While retirement plan providers typically aim to serve large and mega-sized plans, Cogent Reports attests that they would be better off going after small and mid-sized plans, those with $5 million to $100 million in assets. Thirty-nine percent of these plans say they are about to launch a 401(k) plan review, and 29% say they are likely to switch providers within the next year.
Asked why they are likely to switch providers, these sponsors say it is due to fees, investment choices and participant services. Asked what they are looking for in a new provider, they say it is trustworthiness, acting in the best interest of participants and being easy to do business with.
“This year, a number of firms appear to have improved their brand perceptions in the important areas of being easy to do business with, choice and flexibility in investment options and value for the money,” says Sonia Sharigian, product director at Market Strategies-Morpace, which conducted the survey. The top five firms sponsors cite are: Fidelity Investment, Empower Retirement, OneAmerica, Vanguard and Ascensus.

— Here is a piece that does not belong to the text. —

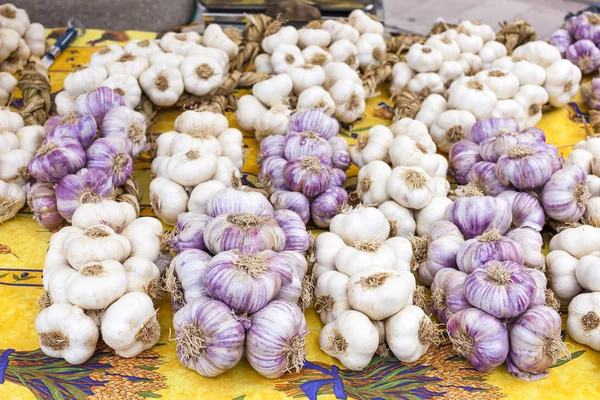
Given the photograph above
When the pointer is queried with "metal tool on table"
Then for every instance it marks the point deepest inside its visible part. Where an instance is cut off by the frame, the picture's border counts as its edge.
(75, 28)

In addition, 11 companies achieved year-over-year improvements in consideration: Charles Schwab, Principal, Prudential, Bank of America Merrill Lynch, ADP, Ameritas, John Hancock, Alliance Benefit Group, MassMutual, Nationwide and BB&T.
“In order to maximize their chances of winning new business, plan providers need to demonstrate an understanding of each plan sponsor’s challenge and tailor their sales efforts to meet the needs of each individual situation,” says Linda York, senior vice president at Market Strategies-Morpace.The findings are based on an online survey of 1,421 sponsors conducted this past February and March.